The trio were joined by Elinor Barker as they won the 4,000m women's team pursuit in 4:32:721 - nearly 40 seconds quicker than their nearest rivals in Manchester.
King, Rowsell and Trott won London 2012 gold over 3,000m and claim the change in distance and addition of a new team member - to bring the event parallel with the men's programme - is a challenge to savour.
“It will be great to see how we progress this year," said Rowsell.
"We’ve got the three kilometre world record, which should stand forever, and it’s exciting to be able to try and do that all over again with the new event.”
And King insists the team - and their rivals - will only get quicker as they get used to the new discipline.
"It's quite different really, an extra four laps, but there's an extra rider as well so that changes things. We're learning all the time and think we can only go quicker," she said.
"We took a similar approach to when we were a three, it's all about maintaining speed."
Jess Varnish claimed her fourth national title as she added to victories in the sprint, team sprint and 500m time trial with a win in the women's keirin.
Treble Olympic gold medallist Jason Kenny teamed up with Matt Crampton and Kian Emadi to win the men's team sprint while Trott and King also won the women's madison.
“I just wanted to get a good week’s training," said Varnish. "I’ve never actually won a keirin before, and I’m quite surprised that I actually have."

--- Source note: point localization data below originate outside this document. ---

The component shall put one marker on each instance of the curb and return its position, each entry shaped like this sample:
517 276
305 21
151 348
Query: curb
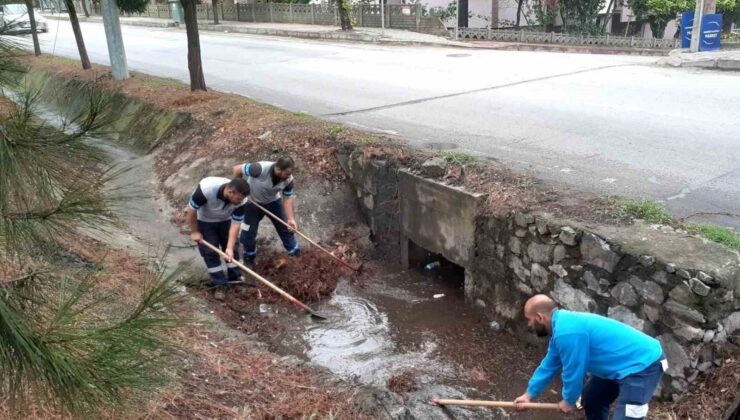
675 59
330 36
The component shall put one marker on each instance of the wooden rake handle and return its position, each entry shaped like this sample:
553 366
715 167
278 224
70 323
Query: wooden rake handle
260 278
339 260
497 404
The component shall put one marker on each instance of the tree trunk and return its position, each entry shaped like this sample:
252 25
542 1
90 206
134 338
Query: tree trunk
78 34
607 16
519 12
344 18
195 65
84 8
34 34
494 13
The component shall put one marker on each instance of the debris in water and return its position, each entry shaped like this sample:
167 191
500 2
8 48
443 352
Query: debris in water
403 383
432 265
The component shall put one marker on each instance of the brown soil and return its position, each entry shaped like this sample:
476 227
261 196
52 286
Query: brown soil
710 399
230 125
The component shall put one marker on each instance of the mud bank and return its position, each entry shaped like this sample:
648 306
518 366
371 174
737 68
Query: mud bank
508 237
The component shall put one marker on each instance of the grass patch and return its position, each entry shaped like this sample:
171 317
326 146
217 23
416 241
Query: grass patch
717 234
653 212
647 210
456 158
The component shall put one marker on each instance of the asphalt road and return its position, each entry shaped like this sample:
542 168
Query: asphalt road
607 124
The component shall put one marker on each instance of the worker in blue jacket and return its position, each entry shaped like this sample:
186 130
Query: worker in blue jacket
625 365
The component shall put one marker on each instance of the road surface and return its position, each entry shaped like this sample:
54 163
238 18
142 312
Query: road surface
601 123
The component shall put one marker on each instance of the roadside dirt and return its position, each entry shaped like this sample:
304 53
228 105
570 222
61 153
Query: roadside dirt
231 125
212 382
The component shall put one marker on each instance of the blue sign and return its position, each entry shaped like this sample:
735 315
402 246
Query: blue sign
711 32
687 24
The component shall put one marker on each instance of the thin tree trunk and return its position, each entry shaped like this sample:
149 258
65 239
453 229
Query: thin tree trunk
608 15
195 65
34 34
84 8
78 34
519 12
344 18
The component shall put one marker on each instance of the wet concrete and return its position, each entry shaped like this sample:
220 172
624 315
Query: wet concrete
385 325
388 324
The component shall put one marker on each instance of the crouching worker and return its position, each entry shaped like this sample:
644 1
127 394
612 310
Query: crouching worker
271 186
625 365
215 211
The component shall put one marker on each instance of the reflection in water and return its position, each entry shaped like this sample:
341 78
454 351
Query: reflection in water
357 341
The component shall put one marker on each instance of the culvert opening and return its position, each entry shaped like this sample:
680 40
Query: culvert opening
436 266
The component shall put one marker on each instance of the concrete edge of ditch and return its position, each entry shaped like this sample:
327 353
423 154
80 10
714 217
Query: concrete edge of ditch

Meanwhile, Tour de France winner Chris Froome admitted there was no excuse for a poor British showing in the men's road race at the World Championships in Florence.
Only 48 of the 208 starters completed the 272.5km course - and not a single British rider was in that number.
Bad weather made conditions treacherous and Froome, who was leading a team that included Sir Bradley Wiggins, Mark Cavendish, Luke Rowe, Steve Cummings, Josh Edmondson, Ian Stannard and Geraint Thomas, pulled out with 80km remaining.
"The conditions are the same for everyone. We've got no excuse, we just weren't there," he said.
"It's a big disappointment, especially having made it such a big objective but with these conditions it just wasn't meant to be.
"The first three laps on the circuit there were crashes everywhere. The weather hasn't let up an it's rained solidly all day.
"Given we've come up empty handed we'll have to go back to the drawing board [ahead of the Rio Olympics]."
Double Olympic champion Geraint Thomas described the race as carnage with Portugal’s Rui Costa eventually taking the rainbow jersey, beating Spain’s Joaquim Rodriguez in a two-man sprint.